Hacía un año que lo había conocido, era muy preciado para mí, solo faltaba preguntarle y sería su tutora. Aquí hace algo de calor así que usaba una cómoda camiseta junto a unos pescadores. Estaba en mi casa y Tōshirō... No podía aguantar las ganas de preguntarle si quería quedarse.

-Matsumoto...-

-¡Wuah Shiro-chan! Que susto...-

-Perdón...-

-No importa ¿Qué sucede?-

-Es que... ¿Recuerdas cuando me preguntaste por qué actuaba raro y no te contesté?-

-Pues no mucho...-

-Oh... Es que quiero contártelo...-

El pequeño se acercó a mí y me fue contando todo lo que le sucedió: sus padres habían fallecido en un accidente y, como se trataba de un affaire, los familiares restantes no lo habían querido y lo dejaron en el orfanato. Se abrazó a mí y se aferraba con fuerza.
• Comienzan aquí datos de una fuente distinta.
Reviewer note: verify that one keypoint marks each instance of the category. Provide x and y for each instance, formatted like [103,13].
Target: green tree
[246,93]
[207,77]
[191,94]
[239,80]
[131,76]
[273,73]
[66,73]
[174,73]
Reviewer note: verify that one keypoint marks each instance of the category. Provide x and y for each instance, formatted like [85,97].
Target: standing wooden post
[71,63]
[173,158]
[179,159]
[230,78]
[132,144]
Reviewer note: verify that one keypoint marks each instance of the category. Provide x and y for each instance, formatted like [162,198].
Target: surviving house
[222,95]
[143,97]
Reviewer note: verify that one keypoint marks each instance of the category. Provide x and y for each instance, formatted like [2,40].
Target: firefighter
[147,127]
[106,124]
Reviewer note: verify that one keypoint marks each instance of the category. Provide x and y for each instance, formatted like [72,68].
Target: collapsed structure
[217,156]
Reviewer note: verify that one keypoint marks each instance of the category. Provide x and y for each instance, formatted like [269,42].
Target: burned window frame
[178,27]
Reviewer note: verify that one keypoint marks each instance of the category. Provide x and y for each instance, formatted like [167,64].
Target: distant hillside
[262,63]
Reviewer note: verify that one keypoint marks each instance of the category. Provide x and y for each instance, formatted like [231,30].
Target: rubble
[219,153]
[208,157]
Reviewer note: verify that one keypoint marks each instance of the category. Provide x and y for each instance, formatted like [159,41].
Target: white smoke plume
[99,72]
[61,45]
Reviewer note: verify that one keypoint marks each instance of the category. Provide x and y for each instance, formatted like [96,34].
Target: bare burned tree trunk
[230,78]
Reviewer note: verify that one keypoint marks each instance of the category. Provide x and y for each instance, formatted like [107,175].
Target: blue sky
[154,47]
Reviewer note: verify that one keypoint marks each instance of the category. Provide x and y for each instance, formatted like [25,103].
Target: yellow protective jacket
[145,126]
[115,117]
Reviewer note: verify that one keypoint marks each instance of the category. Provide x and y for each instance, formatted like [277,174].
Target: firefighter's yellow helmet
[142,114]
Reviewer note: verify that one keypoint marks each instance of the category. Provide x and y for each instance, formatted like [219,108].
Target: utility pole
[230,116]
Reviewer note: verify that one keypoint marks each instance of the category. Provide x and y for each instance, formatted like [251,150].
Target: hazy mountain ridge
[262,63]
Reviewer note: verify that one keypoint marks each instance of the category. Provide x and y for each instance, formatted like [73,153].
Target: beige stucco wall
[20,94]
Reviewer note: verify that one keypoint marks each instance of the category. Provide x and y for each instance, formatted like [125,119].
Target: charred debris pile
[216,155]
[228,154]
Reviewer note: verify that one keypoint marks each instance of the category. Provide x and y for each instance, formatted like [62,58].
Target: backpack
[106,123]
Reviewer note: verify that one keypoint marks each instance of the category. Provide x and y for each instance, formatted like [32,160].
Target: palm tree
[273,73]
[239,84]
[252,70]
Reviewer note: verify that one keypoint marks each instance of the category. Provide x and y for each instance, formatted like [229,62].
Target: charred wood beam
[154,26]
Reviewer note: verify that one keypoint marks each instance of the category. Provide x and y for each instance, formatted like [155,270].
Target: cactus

-Tranquilo... Te voy a cuidar ¿sabes?-

-Eso dicen todos... Y luego se van...-

-¿Y si te digo que quiero adoptarte para que vivas conmigo?-

-Je, se había emocionado y me había apretujado muy fuerte aquella vez...-

En ese momento no podía evitar compararlo con un gatito pequeño e indefenso que siempre ataca en cuanto se siente en peligro pero que por dentro es un lío, no sé por qué, pero no pude evitar mirar a la parejita de mascotas que tenemos ahora.

-Jeje, Luego le pondremos nombre-

Y Matsumoto siguió con la labor de cocinar.